A recent Morgan Stanley study comes to a proactive conclusion. The US left the Paris Accord, but will it even matter to the climate? The analysis in the study is a resounding NO! The point is dirty carbon-based fuels have already peaked in their cost-effectivness. That is true for both Oil and Coal, less so for natural gas which has much less carbon impact. Meanwhile, as better techniques are developed for storing electricity, renewable power such as wind and solar become more practical. The competition among suppliers of wind and solar and improving manufacturing efficiencies that come with experience and scale are driving down the KW/hour cost of renewables. In the article the point is that renewables are now less than $0.03 / kWh “All-In”. That is like nuclear power. CHEAP! Coal and oil cannot compete. Economics always decide the winners and losers:
In May, one Arizona utility signed a 20-year contract to buy energy at what is reportedly the lowest price for solar photovoltaic power achieved in the U.S. to date—below $0.03/kWh. Wind has already achieved all-in costs of $0.015-0.025/kWh with tax credits, and could be a $0.02 -0.03/kWh product, even without tax credits, by early next decade, largely driven by improvements in wind turbine technology—taller tower design and wider rotor diameters that could drive net capacity factors to nearly 60%.

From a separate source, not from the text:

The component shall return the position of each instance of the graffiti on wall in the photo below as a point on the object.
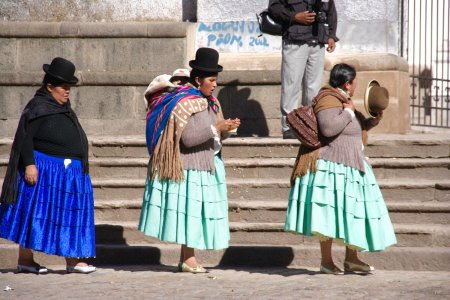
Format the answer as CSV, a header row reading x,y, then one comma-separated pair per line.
x,y
236,36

What are the implications for the future? It will not require a massive $100 Trillion tax subsidized carbon abatement program that was the key to the Paris Accord to solve global pollution problems. The Paris Accords punished the American taxpayer without really solving global climate change, at least to the extent of human carbon contribution. Other countries who are the real polluters and carbon abusers were left to continue as they have been with no requirement to address their contribution for 30 more years. So the Paris Accord seemed to be more about damaging the American and other Western economies to the benefit of emerging Asian economies. It was correct for President Trump to remove America from the Paris Accord with a statement that a re-entry might be considered with improved terms of participation for America.
How important is the Paris Accord to future global climate? We already have the carbon reduction solution at hand. It is the improving economics of renewable resources, which beyond solar and wind also include nuclear, hydro, tidal and geothermal power. Beyond refining production and deployment techniques, the historic issue with renewable electric energy sources has always been the economic and effective storage of electrical power. Storage batteries were just not space and weight efficient nor cost-effective. They still aren’t as good as thy will be. But every year there is additional progress with Lithium Ion the big breakthrough in the past 10 years. What additional improvements are possible both in the efficiency of generating sources like solar, which has moved from 15% to 30% efficiency in converting solar energy to electricity the past few years, and the cost-effectiveness of manufacturing and storage?
If current trends continue, like most new technologies, prices for renewables will continue to drive towards zero. What happens when the effective cost of oil exceeds $0.10 / kWh (as sources become more expensive to explore and produce through technologies like fracing or deep-water drilling) while electricity dives under $0.02 / kWh. When renewable energy is nearly free, there will be no reason to go through the cost and risk of developing carbon-based fuels.
This is the world’s future: free energy. This will drive innovation and adoption of electric transportation and production. Electricity can be effectively substituted for every kind of power source, except for, perhaps, jet and rocket engines. Even flight may someday be electrically driven through electric impulse. Elon Musk is always looking for more ways to increase his investment in electric power sources and storage like the Gigafactory in Reno, Nevada. He has proposed just such an electrically driven jet aircraft, with vertical takeoff and landing capability (VTOL). Once such ideas are proposed and proven technically feasible, it is only a matter of time until regulatory, consumer-acceptance, production and economic-return issues are overcome and such technologies become reality.